Dem Aufruf wird in Schleswig-Holstein rege Folge geleistet. Neben Brandstiftungen werden voller Stolz Farbanschläge auf Häuser und Autos vermeldet. So wurde der Kieler NPD-Ratsherr Hermann Gutsche Anfang Mai offenbar Ziel der Gruppe. Man habe die "Gutsche-Kutsche grün umlackiert" und "ein paar luftige Zentimeter tiefergelegt", heißt es. Und weiter: "Solange er Nazi ist, wird er immer wieder auch unfreiwilliger Fußgänger sein."

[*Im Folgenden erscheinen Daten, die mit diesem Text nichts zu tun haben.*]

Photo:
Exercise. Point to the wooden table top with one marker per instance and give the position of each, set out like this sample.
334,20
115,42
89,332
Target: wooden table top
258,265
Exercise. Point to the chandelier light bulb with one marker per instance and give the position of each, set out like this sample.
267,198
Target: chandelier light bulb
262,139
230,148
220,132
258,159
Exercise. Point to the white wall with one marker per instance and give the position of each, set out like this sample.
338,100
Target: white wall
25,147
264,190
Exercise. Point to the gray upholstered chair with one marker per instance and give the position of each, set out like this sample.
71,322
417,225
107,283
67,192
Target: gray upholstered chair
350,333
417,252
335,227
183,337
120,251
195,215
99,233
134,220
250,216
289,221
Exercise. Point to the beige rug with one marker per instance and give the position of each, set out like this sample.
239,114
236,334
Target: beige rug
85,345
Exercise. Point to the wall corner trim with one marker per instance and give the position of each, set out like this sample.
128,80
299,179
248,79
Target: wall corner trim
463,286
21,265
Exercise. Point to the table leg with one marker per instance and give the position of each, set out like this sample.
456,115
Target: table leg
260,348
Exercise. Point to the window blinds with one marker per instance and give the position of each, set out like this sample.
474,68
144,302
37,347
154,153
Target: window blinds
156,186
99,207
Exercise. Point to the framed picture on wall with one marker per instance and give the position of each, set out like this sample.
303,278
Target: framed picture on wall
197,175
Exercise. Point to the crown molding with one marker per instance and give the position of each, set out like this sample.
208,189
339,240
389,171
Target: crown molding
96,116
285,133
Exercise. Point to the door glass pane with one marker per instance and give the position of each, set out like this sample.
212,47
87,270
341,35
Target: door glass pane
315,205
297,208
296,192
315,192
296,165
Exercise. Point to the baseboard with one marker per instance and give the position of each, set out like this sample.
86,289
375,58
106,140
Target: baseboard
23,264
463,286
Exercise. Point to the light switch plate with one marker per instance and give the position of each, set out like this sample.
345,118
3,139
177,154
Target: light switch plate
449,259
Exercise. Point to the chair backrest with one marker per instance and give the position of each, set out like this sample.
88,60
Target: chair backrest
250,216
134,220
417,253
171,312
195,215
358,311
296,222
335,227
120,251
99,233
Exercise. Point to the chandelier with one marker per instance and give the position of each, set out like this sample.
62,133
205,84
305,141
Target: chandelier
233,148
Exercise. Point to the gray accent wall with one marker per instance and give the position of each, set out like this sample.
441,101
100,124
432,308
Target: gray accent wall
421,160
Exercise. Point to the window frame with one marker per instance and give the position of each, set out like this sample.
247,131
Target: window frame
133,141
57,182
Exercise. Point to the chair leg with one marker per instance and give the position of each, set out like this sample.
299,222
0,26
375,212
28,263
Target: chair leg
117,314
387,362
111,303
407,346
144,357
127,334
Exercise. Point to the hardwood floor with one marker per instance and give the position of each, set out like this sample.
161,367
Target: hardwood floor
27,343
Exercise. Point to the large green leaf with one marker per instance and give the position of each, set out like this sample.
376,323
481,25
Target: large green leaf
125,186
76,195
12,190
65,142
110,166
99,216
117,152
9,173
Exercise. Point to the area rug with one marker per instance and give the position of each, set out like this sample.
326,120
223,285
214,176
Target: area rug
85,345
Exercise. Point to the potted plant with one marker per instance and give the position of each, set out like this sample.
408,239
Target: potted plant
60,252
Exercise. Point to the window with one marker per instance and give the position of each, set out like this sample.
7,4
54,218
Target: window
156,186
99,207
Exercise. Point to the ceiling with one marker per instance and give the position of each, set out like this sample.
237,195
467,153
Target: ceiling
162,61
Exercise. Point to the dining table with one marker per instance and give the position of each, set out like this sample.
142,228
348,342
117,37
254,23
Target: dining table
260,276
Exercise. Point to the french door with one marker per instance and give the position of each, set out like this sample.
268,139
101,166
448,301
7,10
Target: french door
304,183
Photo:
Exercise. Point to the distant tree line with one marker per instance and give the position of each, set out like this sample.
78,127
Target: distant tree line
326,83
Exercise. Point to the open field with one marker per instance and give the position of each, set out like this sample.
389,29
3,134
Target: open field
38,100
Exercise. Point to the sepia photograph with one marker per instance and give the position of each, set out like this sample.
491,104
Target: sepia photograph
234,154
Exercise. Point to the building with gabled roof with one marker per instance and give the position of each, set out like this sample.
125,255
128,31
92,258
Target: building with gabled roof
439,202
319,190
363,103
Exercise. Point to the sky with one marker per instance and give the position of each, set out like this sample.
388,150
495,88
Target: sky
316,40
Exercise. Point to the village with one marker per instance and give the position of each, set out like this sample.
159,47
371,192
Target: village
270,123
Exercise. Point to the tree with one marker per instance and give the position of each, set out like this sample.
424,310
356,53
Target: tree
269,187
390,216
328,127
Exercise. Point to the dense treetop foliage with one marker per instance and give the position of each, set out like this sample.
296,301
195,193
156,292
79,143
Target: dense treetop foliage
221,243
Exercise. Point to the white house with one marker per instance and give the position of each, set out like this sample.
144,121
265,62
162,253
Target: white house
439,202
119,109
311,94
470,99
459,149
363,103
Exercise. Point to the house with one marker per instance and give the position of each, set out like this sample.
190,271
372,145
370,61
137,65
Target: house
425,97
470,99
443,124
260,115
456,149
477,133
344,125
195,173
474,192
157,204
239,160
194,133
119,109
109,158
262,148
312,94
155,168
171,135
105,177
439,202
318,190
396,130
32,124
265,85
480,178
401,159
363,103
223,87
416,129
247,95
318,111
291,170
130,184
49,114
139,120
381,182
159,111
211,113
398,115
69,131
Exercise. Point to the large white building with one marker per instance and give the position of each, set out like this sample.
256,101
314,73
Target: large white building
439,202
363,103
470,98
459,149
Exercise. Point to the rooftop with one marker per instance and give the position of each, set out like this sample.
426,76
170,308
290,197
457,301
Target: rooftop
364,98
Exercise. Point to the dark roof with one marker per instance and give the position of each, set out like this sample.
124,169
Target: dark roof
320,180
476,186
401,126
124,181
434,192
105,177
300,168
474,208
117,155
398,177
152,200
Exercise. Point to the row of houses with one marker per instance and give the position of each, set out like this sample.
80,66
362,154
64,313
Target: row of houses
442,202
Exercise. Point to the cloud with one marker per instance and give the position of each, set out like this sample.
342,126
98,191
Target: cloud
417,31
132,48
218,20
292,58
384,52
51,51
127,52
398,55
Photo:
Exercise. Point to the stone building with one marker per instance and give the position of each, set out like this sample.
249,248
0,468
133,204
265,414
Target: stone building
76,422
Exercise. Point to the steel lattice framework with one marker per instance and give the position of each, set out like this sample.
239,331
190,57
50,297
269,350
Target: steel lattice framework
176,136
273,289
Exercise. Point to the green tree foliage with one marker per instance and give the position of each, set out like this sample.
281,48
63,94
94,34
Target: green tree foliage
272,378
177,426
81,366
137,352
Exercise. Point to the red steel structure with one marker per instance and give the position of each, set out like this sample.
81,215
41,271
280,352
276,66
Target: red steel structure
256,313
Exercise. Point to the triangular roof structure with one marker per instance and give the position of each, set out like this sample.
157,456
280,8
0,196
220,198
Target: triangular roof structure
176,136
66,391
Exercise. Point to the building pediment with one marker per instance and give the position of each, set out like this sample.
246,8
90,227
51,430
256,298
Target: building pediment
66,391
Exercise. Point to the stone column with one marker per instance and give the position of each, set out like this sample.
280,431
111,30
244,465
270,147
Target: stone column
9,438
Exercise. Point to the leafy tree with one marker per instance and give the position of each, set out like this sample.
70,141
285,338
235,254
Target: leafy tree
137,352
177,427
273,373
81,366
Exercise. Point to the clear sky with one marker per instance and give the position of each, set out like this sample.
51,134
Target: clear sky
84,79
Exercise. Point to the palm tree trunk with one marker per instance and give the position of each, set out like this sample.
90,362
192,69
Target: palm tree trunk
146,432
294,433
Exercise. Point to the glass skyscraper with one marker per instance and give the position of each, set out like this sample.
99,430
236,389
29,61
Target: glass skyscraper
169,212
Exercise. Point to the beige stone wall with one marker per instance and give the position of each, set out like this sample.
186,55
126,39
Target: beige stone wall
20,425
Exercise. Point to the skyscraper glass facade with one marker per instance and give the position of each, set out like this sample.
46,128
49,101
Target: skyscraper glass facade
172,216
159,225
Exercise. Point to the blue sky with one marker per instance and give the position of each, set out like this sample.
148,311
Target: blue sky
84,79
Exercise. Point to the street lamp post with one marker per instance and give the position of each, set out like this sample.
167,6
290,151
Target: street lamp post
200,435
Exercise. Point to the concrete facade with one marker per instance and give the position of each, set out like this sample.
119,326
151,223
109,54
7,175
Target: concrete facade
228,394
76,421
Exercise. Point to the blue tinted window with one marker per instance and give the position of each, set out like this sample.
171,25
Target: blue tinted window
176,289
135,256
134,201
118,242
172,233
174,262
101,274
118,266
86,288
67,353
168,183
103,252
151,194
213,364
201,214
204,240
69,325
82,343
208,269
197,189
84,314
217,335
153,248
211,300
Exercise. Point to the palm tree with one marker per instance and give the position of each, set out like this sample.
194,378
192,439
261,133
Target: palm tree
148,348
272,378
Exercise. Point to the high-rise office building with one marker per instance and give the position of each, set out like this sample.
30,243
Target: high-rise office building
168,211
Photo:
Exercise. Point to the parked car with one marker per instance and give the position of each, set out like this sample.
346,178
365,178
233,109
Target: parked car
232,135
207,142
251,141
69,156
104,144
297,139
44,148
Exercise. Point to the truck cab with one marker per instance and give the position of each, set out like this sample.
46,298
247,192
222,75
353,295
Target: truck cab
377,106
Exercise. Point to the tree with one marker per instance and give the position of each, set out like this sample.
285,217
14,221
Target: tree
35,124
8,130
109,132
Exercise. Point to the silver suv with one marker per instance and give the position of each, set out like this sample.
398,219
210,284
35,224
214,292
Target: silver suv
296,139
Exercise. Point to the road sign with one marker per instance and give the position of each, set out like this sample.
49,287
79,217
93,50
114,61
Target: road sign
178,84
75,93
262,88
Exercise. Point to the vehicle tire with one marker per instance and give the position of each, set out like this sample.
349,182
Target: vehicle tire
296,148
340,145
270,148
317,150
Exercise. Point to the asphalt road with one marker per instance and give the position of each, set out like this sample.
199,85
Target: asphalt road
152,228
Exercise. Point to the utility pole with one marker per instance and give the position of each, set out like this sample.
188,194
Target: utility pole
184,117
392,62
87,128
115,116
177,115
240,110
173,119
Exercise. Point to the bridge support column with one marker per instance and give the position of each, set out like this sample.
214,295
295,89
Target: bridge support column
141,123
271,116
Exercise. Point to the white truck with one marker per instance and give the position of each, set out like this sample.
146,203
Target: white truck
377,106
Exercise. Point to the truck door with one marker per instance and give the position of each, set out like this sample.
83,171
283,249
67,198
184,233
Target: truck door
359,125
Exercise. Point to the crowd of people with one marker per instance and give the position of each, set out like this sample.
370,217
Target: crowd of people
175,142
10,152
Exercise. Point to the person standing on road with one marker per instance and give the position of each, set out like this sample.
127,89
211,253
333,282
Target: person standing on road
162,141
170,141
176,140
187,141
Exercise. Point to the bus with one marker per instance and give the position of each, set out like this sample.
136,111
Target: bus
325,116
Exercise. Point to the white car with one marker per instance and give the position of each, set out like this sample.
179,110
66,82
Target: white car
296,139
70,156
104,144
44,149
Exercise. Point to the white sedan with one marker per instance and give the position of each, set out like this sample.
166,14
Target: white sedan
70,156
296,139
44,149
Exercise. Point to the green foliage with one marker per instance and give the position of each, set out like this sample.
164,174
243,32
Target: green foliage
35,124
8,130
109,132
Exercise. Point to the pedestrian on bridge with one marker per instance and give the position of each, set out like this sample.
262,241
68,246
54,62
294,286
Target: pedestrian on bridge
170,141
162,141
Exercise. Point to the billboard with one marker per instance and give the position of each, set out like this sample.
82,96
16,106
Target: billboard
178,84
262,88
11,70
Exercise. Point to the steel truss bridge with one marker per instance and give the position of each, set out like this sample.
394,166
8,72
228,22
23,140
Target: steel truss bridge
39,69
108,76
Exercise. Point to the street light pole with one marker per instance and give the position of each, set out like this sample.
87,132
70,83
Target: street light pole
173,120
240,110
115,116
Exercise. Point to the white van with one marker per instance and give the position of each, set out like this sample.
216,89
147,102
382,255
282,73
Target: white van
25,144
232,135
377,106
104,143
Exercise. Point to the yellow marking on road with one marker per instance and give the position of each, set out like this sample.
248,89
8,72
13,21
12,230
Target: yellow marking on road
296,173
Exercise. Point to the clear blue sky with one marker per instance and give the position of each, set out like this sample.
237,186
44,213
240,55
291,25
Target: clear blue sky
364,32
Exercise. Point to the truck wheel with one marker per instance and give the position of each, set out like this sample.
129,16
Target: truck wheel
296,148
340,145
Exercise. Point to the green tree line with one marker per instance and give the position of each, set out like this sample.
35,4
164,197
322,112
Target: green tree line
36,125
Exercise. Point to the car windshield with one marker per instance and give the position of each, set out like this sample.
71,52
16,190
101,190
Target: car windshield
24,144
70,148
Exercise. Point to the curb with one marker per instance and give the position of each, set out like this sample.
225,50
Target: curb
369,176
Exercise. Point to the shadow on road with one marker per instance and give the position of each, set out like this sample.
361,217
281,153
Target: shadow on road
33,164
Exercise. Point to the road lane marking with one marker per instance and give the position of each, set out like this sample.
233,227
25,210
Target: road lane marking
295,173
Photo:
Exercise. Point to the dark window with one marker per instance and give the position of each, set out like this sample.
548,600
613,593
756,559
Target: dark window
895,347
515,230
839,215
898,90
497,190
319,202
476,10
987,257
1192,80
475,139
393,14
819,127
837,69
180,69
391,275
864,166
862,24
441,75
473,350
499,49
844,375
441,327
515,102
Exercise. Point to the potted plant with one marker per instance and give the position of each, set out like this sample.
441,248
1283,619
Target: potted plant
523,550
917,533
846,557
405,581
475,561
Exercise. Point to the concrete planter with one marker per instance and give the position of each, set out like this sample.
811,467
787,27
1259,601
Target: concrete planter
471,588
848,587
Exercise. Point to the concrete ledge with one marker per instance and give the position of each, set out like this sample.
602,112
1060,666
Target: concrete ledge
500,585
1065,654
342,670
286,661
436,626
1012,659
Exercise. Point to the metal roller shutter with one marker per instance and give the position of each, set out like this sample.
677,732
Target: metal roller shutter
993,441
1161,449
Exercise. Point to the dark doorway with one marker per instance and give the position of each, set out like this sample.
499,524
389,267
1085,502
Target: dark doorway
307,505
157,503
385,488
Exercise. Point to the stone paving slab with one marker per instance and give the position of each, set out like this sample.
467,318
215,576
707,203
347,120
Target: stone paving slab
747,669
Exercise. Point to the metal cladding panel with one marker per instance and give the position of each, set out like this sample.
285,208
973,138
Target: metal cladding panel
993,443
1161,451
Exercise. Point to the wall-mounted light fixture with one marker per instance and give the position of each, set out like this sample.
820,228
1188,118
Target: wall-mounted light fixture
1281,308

Teile der gewaltbereiten autonomen Szene


Wer steckt hinter der "antifaschistischen Offensive" und ihrer DIY-Kampagene? "Es handelt sich um Teile der gewaltbereiten autonomen Szene", sagt der stellvertretende Leiter des Verfassungsschutzes in Kiel. Die Gruppe sei allerdings dezentral organisiert. "Im Internet werden Flyer und Plakate zur Verfügung gestellt. Örtliche Autonome können sich das Material downloaden, ausdrucken und unter dem Label der DIY-Kampagne Anschläge begehen."
Uwe Keller, Sprecher des Landeskriminalamts (LKA), erklärt: "Ziel der Kampagne ist es, durch die Begehung von Straftaten Druck auf bestimmte Menschen aufzubauen und diese so zu verunsichern, dass sie sich aus dem Wahlkampf zurückziehen." Im Zusammenhang mit dem Slogan "Do it yourself" bestehe jedoch gerade bei Branddelikten die Gefahr, dass diese aus dem Ruder liefen und nicht mehr zu kontrollieren seien.

Fluchtweg von brennendem Container versperrt


In Rendsburg ist das passiert, dort kostete ein mutmaßlicher "Do it yourself"-Anschlag beinahe Menschen das Leben. In der Innenstadt waren in der Nacht zu Donnerstag zwei Müllcontainer angezündet worden. Einer stand in einem Durchgang, die Flammen griffen auf das Gebäude über. Da der Durchgang auch der einzige Fluchtweg aus dem Haus war, kamen die beiden Bewohner nicht mehr heraus. Die Feuerwehr rettete die Männer über eine Drehleiter. "Nur durch glückliche Umstände ist niemand zu Schaden gekommen", sagte Bürgermeister Pierre Gilgenast am Brandort. Dort und in der ganzen Innenstadt klebten Plakate der "antifaschistischen Offensive".
Was allerdings stutzig macht: Die linke Szene ist über die Adressen von Neonazis stets hervorragend informiert. "Doch weder die Tatorte in Rendsburg noch dort lebende oder arbeitende Personen können in Zusammenhang mit der rechten Szene gebracht werden", so Keller. Auch das typische Bekennerschreiben ist noch nicht veröffentlicht worden.

Seit Wochen im Visier der Staatsschützer


Nun wird wegen schwerer Brandstiftung ermittelt. Die "antifaschistische Offensive" befindet sich bereits seit Wochen im Visier der Staatsschützer. "Gegenstand ist der Verdacht der Aufforderung zu Straftaten sowie der im Zusammenhang mit der DIY-Kampagne begangenen Straf- und Gewalttaten", erklärt LKA-Sprecher Keller. Obwohl es sich um eine dezentrale Struktur handele, sei das Vorgehen "planvoll, gezielt, teilweise koordiniert und arbeitsteilig". Dafür spricht auch, dass im Rahmen der Kampagne regelmäßig rechte Kandidaten "geoutet" werden. Das bedeutet: Nachbarn werden durch Flugblätter darüber informiert, dass Neonazis in ihrer Nähe wohnen.
Wie weit die Ermittlungen gegen die Gruppe vorangeschritten sind, sagen die Staatsschützer nicht. Der harte Kern autonomer Täter dürfte den Ermittlern allerdings bekannt sein - zumal ihnen der Verfassungsschutz alle seine Erkenntnisse übermittelt hat. Und nach dem jüngsten Anschlag dürfte das Tempo angezogen werden. Von allen Plakaten in Rendsburg wurden bereits Fingerabdrücke genommen.